As part of the Changi Carbon Offsets programme, travellers can calculate their carbon emissions based on flight origin, destination and class of travel on the Changi Airport website or app, before selecting an option to offset their emissions using credit card payment, airport operator Changi Airport Group (CAG) said on Friday.

For example, a traveller making a return economy-class trip between Singapore and Kuala Lumpur can pay $1.11 to offset about 60kg of carbon emissions, based on CAG’s calculator. For travel to and from New York, an economy-class passenger can fork out $48.18 to offset around 3,470kg of emissions.

Airlines and passengers can offset carbon emissions from air travel by funding carbon reduction projects elsewhere.

The programme will channel funds to sustainable development projects that will reduce or prevent emissions in the long run.

In partnership with Carbon Click, a New Zealand-based carbon offset company, CAG selected several carbon offset projects passengers can contribute to.

These comprise a forest conservation project in Indonesia to protect its orang utans, the planting of 120 million native trees in Guizhou, China, and wind power generation in Koppal, India.

This is not the first time such carbon offset initiatives have been adopted by airports.

For example, London Heathrow Airport in Britain and Rotterdam The Hague Airport in the Netherlands have been allowing passengers to offset their flights’ carbon emissions with the purchase of eco-friendly jet fuel since 2021 and 2022 respectively.

Some carriers that operate flights to and from Singapore have also launched carbon offset initiatives, including national carrier Singapore Airlines, which from 2021 has had a carbon offset programme that supports environmental projects such as rainforest preservation and the construction of solar energy projects across India.
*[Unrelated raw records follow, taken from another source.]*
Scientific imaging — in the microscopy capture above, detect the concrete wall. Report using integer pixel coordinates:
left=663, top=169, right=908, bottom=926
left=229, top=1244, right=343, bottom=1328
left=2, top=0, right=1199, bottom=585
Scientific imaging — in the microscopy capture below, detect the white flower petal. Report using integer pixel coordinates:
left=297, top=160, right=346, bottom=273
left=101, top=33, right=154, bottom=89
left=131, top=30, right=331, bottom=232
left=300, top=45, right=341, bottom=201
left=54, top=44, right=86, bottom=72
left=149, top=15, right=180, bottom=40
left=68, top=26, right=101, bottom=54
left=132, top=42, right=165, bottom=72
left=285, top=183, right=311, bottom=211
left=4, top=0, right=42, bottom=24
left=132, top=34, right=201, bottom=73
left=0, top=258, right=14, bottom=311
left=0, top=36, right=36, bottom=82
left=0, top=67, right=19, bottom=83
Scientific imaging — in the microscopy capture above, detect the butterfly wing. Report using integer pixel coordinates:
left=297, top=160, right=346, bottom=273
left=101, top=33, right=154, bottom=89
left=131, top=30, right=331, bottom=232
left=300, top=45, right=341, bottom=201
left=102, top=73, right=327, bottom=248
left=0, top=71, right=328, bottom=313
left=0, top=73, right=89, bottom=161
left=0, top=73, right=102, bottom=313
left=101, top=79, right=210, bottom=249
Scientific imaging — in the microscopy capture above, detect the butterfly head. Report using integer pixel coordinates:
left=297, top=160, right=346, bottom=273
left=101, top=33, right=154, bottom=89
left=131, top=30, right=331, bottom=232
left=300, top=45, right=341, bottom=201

Regional carriers like Hong Kong’s Cathay Pacific Airways also started offering customers a platform to fund projects that offset the carbon emissions produced by flights – including solar water heaters in India and solar-powered cookers in China – from 2022.

Accounting for 2 per cent of man-made carbon emissions, the global aviation industry has committed to reaching net-zero emissions by 2050.

From 2027, under the Carbon Offsetting and Reduction Scheme for International Aviation, all international flights need to meet the stipulated offsetting requirements, which include a permanent and irreversible reduction of emissions, among others.

Carbon offsetting is one of many avenues the industry is tapping, along with the use of sustainable aviation fuel and carbon-capture technologies.

Only 1 per cent to 3 per cent of airline passengers took up voluntary carbon offsetting as at November 2020, according to figures from Air Transport Action Group.

Associate Professor Johan Sulaeman, director of the Sustainable and Green Finance Institute at the National University of Singapore, said Changi Airport’s initiative was timely, but acknowledged that voluntary carbon offsets should be only a temporary solution for the aviation sector.

While these offsets allow the industry to contribute to global carbon-reduction efforts in the short run, the aviation sector needs to continue innovating technologies to cut greenhouse gas emissions at a faster rate and achieve its net-zero objectives in the long run.

Another concern is whether the offsets are sufficiently credible – accredited through verification certificates, for instance – and substantial in reducing carbon emissions, added Prof Sulaeman.

On passengers’ participation rates, he noted that the younger generations are more sensitive to climate concerns and hence more likely to offset their carbon emissions.

He predicts that the participation rates will increase over time, once passengers learn about the credibility and impact of the various offset programmes on offer.

Prof Sulaeman is of the view that carbon offsets should be made compulsory and included in ticket prices, as this will encourage passengers to better understand the impact of their travel carbon footprints.

“After all, one of the potential tools to reduce emission is to travel more judiciously.”